16 octobre 2016, 04:31, par Yabila

L’école burkinabè d’aujourd’hui forme des illettrés. C’est très malheureux à dire mais c’est vrai. Commençons par les enseignants que nous mettons devant nos élèves, surtout ceux du primaire. Ils sont recrutés à partir du niveau BEPC et sont formés comment dans les ENEP ? Quand on entend certains enseignants s’exprimer en français (rien que ça), on se pose des questions sur la qualité de l’enseignement qu’ils peuvent dispenser. Je ne dis pas cela pour les juger. Comme c’est souvent le cas actuellement, beaucoup de personnes qui ne sont pas nés dans la haute sphère de notre société, s’accrochent à ce métier, entre autres, pour survivre. Une fois dedans, ils réalisent à quel point le métier est dévalorisé et mal payé par rapport aux exigences de ce métier si noble pourtant. Ceux qui le peuvent se sauvent vers d’autres métiers plus valorisants. Les autres s’en contentent découragés. On ne peut pas faire de miracle dans l’enseignement avec un métier qu’on dévalorise. On ne peut pas former les citoyens de demain avec un métier laissé pour compte.
Je suis d’accord avec vous pour dire que les enseignants doivent être autrement formés, mieux encadrés et mieux payés aussi je pense. Peut-être une formation moins livresque et plus pragmatique davantage axée sur les valeurs et sur les choses concrètes de la vie quotidienne qu’ils transmettront à leur tour aux élèves. Peut-être aussi susciter chez davantage de vocation pour leur métier.
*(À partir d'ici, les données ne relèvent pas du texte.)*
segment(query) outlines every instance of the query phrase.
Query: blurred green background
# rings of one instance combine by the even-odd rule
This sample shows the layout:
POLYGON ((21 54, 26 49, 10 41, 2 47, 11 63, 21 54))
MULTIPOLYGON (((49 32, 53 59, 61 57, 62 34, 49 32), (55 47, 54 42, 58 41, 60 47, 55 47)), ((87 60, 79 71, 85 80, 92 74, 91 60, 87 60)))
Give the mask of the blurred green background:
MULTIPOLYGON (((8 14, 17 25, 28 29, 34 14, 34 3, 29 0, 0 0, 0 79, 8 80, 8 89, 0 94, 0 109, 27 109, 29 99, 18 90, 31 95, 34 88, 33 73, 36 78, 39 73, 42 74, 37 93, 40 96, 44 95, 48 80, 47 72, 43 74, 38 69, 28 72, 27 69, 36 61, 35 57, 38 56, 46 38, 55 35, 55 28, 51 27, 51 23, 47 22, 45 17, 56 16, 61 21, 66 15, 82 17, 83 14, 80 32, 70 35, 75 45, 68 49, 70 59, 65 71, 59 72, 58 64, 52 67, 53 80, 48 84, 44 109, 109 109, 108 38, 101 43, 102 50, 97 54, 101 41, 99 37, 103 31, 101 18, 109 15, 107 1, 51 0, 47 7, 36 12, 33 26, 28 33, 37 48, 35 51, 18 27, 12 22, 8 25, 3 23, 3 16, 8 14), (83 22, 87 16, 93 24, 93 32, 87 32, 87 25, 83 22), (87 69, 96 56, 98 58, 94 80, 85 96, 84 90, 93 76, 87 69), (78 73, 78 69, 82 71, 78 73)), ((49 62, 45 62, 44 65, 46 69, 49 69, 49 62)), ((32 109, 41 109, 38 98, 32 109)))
Le profil de nos enfants à la fin de leur scolarisation de base part de là également. Oui, il faut former et bien former "un maître nouveau" davantage conscientisé sur l’importance de son rôle dans la formation du citoyen de demain. Pour cela, lui-même doit être "intègre" d’où la nécessité de bien recruter.
Je pense également qu’il est plus que temps de revoir les pédagogies appliquées en même temps que le contenu des manuels scolaires comme l’a évoqué l’internaute 1. L’éducation civique et citoyenne doit y trouver un bonne place. On veut plus voir des élèves qui insultent les autorités et les maîtres ou qui se laissent aller à l’incivisme dans ce pays.
Si nous continuons à endormir les gens avec les grands discours, de gouvernement en gouvernement, pour ensuite former sciemment des illettrés juste capables de reconnaitre le bulletin de vote de celui qui lui a tendu un bol de riz, nous enfonçons de génération en génération le pays dans le chaos et ça, c’est lourd de conséquences pour le devenir du Burkina. Les dirigeants de ce pays, tous gouvernements confondus, doivent savoir qu’ils en porteront la responsabilité devant l’histoire. Leurs seuls enfants formés dans les écoles haut de gamme au Burkina et à l’extérieur très souvent avec l’argent volé du contribuable, ne suffiront pas pour développer ce pays. D’ailleurs, ils iront pour beaucoup d’entre eux, s’illustrer dans les instances internationales grâce au carnet d’adresses de papa et maman et ne s’embarrasseront pas du sort du Burkina. On n’en voit déjà beaucoup dans ce cas.
Nos enfants délaissent l’école parce qu’ils n’en voient pas l’utilité pour leur avenir. Aussi parce que la paupérisation est telle que beaucoup de jeunes enfants décrochent de l’école quand ils n’y sont pas poussés par leur famille, pour survivre par des petits jobs et se faire exploiter comme au temps de l’esclavage. Bien souvent aussi, c’est parce que leur niveau en fin de cycle primaire ne leur permet pas de poursuivre au collège. Nous savons tous que la réussite future d’un élève dans son parcours scolaire et universitaire commence au CP1.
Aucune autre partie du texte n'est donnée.